Troop also declined to identify the family member.

Litvinenko's wife and his father, Walter, kept a vigil at his hospital bedside before he died.

Scaramella was admitted to University College Hospital surrounded by police, who are holding him in protective custody.

Over lunch at the sushi restaurant on Nov. 1, Scaramella told Litvinenko about an e-mail he received from a source naming the killers of investigative journalist Anna Politkovskaya, who was gunned down on Oct. 7 at her Moscow apartment building. The e-mail reportedly said that he and Litvinenko — a friend of the reporter — were also on the hit list.

Three pathologists, meanwhile, completed Litvinenko's autopsy at the Royal London Hospital's forensic science facility Friday, coroner Dr. Andrew Reid said.

Wearing protective suits — with space suit-style helmets — one pathologist was representing the government, a second acted on behalf of Litvinenko's wife, while the third was an independent specialist attending in case a criminal prosecution takes place. When the autopsy is complete, Litvinenko's body will be sealed in a special coffin before it is buried to keep the radiation from spreading, Roth reports.

Results of the autopsy may not be available for several days while tests are carried out, police said.


The 43-year-old former KGB agent's funeral will be held soon after the autopsy, Goldfarb said.

British Foreign Secretary Margaret Beckett met her Russian counterpart Sergei Lavrov in Amman, Jordan, and repeated London's request for co-operation from the Russian authorities in the investigation of Litvinenko's death.

In a deathbed accusation, Litvinenko blamed Russian President Vladimir Putin for his poisoning, a charge Putin strongly denied.

Lavrov restated earlier assurances that Moscow would cooperate fully, Prime Minister Tony Blair's official spokesman said on condition of anonymity in line with government policy.

"The prime minister has said there will be no diplomatic or political bar to that police investigation," Blair's spokesman said.

Russian news agencies reported that Lavrov said Moscow was ready to answer any questions from Britain about the death, if specific questions are asked by British authorities.

"When the questions are formulated and sent through the existing channels, we will consider them thoroughly," the ITAR-Tass news agency quoted Lavrov as saying in Jordan. "Now the ball is on the English side, and everything depends on the British investigators."

Reid said Thursday the police investigation into Litvinenko's death has so far found traces of radiation at 12 locations.

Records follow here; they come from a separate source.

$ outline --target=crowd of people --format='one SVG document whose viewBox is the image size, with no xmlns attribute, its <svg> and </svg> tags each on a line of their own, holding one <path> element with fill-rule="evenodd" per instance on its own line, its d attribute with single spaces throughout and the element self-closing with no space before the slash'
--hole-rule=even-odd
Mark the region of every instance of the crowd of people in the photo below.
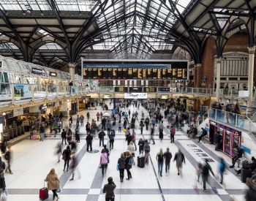
<svg viewBox="0 0 256 201">
<path fill-rule="evenodd" d="M 52 130 L 56 132 L 56 134 L 59 133 L 61 140 L 56 147 L 56 154 L 57 156 L 57 162 L 64 162 L 63 171 L 71 171 L 72 177 L 70 181 L 75 180 L 75 172 L 77 172 L 80 178 L 80 172 L 78 168 L 78 161 L 77 159 L 77 147 L 80 143 L 80 134 L 82 130 L 86 131 L 86 141 L 87 152 L 92 152 L 94 146 L 97 146 L 93 141 L 94 139 L 99 139 L 99 146 L 102 147 L 99 156 L 99 167 L 102 177 L 106 175 L 106 171 L 108 168 L 108 164 L 110 162 L 110 157 L 111 151 L 115 148 L 114 142 L 116 134 L 124 135 L 126 142 L 126 149 L 120 153 L 120 157 L 116 161 L 116 170 L 118 171 L 120 182 L 124 182 L 125 175 L 126 181 L 132 179 L 132 169 L 135 168 L 136 162 L 139 167 L 143 167 L 144 165 L 153 165 L 155 159 L 157 162 L 157 173 L 159 177 L 162 177 L 163 171 L 165 170 L 166 176 L 170 175 L 170 167 L 171 162 L 176 164 L 177 168 L 177 175 L 181 177 L 184 173 L 182 171 L 184 164 L 186 164 L 185 155 L 182 148 L 178 148 L 176 153 L 171 153 L 170 148 L 175 143 L 175 137 L 176 132 L 182 129 L 185 124 L 189 125 L 187 132 L 189 137 L 198 137 L 198 143 L 202 138 L 207 135 L 207 131 L 202 128 L 197 131 L 197 125 L 200 124 L 200 118 L 194 112 L 188 113 L 182 102 L 173 102 L 172 100 L 165 103 L 157 103 L 157 102 L 138 102 L 129 101 L 125 102 L 118 102 L 116 104 L 115 111 L 110 113 L 109 115 L 105 115 L 104 110 L 111 107 L 110 104 L 100 102 L 99 105 L 102 110 L 96 113 L 96 115 L 91 115 L 90 112 L 86 112 L 86 115 L 78 115 L 73 120 L 70 116 L 68 120 L 68 127 L 64 127 L 61 124 L 57 129 Z M 141 112 L 139 108 L 143 107 Z M 145 110 L 144 110 L 145 109 Z M 96 121 L 94 121 L 96 119 Z M 62 118 L 55 119 L 62 122 Z M 53 128 L 53 126 L 50 126 Z M 40 134 L 45 135 L 45 128 L 41 125 L 39 128 Z M 75 130 L 75 134 L 73 133 Z M 139 133 L 136 133 L 138 132 Z M 200 134 L 198 135 L 198 133 Z M 149 134 L 149 137 L 146 137 L 146 134 Z M 164 140 L 164 136 L 167 135 L 170 138 L 170 146 L 159 149 L 159 151 L 153 157 L 151 146 L 156 145 L 154 137 L 158 136 L 159 142 L 161 143 Z M 139 136 L 139 137 L 138 137 Z M 44 137 L 42 137 L 42 140 Z M 107 143 L 108 142 L 108 143 Z M 108 144 L 108 145 L 107 145 Z M 178 145 L 177 145 L 178 146 Z M 180 148 L 178 146 L 178 148 Z M 238 150 L 238 153 L 239 150 Z M 11 170 L 11 151 L 10 148 L 4 155 L 4 159 L 7 162 L 7 167 L 1 167 L 2 162 L 0 162 L 0 186 L 4 186 L 2 189 L 5 189 L 5 184 L 2 184 L 1 178 L 4 178 L 4 170 L 6 172 L 12 173 Z M 238 159 L 241 156 L 236 156 L 233 159 L 233 167 Z M 138 160 L 135 160 L 137 159 Z M 252 159 L 252 162 L 249 164 L 243 164 L 243 168 L 256 169 L 256 160 Z M 226 171 L 227 165 L 223 158 L 219 158 L 218 172 L 219 175 L 219 183 L 224 183 L 224 172 Z M 197 182 L 195 189 L 198 191 L 197 184 L 203 183 L 203 189 L 206 189 L 206 183 L 208 181 L 210 173 L 216 176 L 217 172 L 214 172 L 208 159 L 203 163 L 198 162 L 195 168 L 197 175 Z M 241 171 L 238 171 L 240 173 Z M 218 178 L 219 179 L 219 178 Z M 51 190 L 53 194 L 53 200 L 59 199 L 58 194 L 61 191 L 61 183 L 56 175 L 54 168 L 50 170 L 47 175 L 45 181 L 48 183 L 47 189 Z M 253 183 L 256 183 L 256 179 L 252 177 L 250 178 L 248 185 L 249 186 L 249 193 L 246 196 L 252 197 L 254 191 Z M 251 185 L 251 186 L 249 186 Z M 106 193 L 106 200 L 113 201 L 115 199 L 114 189 L 116 187 L 113 181 L 113 178 L 108 178 L 108 183 L 104 186 L 103 192 Z M 255 188 L 256 189 L 256 188 Z M 42 194 L 46 194 L 46 189 L 42 189 Z"/>
</svg>

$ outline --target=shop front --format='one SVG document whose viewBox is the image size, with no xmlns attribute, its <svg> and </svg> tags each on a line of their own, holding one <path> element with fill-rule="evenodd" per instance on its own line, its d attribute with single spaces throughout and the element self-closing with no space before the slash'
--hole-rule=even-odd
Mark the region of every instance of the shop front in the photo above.
<svg viewBox="0 0 256 201">
<path fill-rule="evenodd" d="M 222 142 L 222 147 L 220 151 L 230 157 L 234 156 L 236 154 L 236 148 L 241 146 L 241 132 L 210 121 L 210 143 L 213 144 L 214 143 L 217 132 L 219 132 Z"/>
</svg>

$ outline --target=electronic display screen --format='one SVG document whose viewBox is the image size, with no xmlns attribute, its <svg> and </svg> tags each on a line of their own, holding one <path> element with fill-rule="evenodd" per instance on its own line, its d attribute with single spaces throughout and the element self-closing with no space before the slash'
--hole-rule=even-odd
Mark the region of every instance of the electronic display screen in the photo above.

Among the sites were two British Airways airliners that had traveled between London and Moscow. A third BA plane that was grounded in Moscow was to be flown back to London to undergo examination on Friday.

Also Friday, in a letter released by human rights activists, a former Russian security officer — now jailed — said he had warned Litvinenko about a government-sponsored death squad that intended to kill him and other Kremlin opponents.

"Back in 2002, I warned Alexander Litvinenko that they set up a special team to kill him," the former security services officer, Mikhail Trepashkin, wrote in the letter dated Nov. 23 — the day of Litvinenko's death.

The letter was released by rights activists in Yekaterinburg, the center of the Ural Mountains province where he is serving his four-year sentence. Its authenticity could not immediately be confirmed.

A spokesman for Russia's Federal Security Service, the KGB successor agency known by its Russian acronym FSB, refused to comment on Trepashkin's claim.

Trepashkin was arrested in October 2003 and convicted on charges of divulging state secrets while investigating allegations of FSB involvement in a series of deadly apartment bombings that killed about 300 people in Moscow and two other cities in 1999. The government blamed the explosions on Chechnya-based rebels, but Litvinenko and other Kremlin critics alleged they were staged by authorities as a pretext for launching the current Chechen war.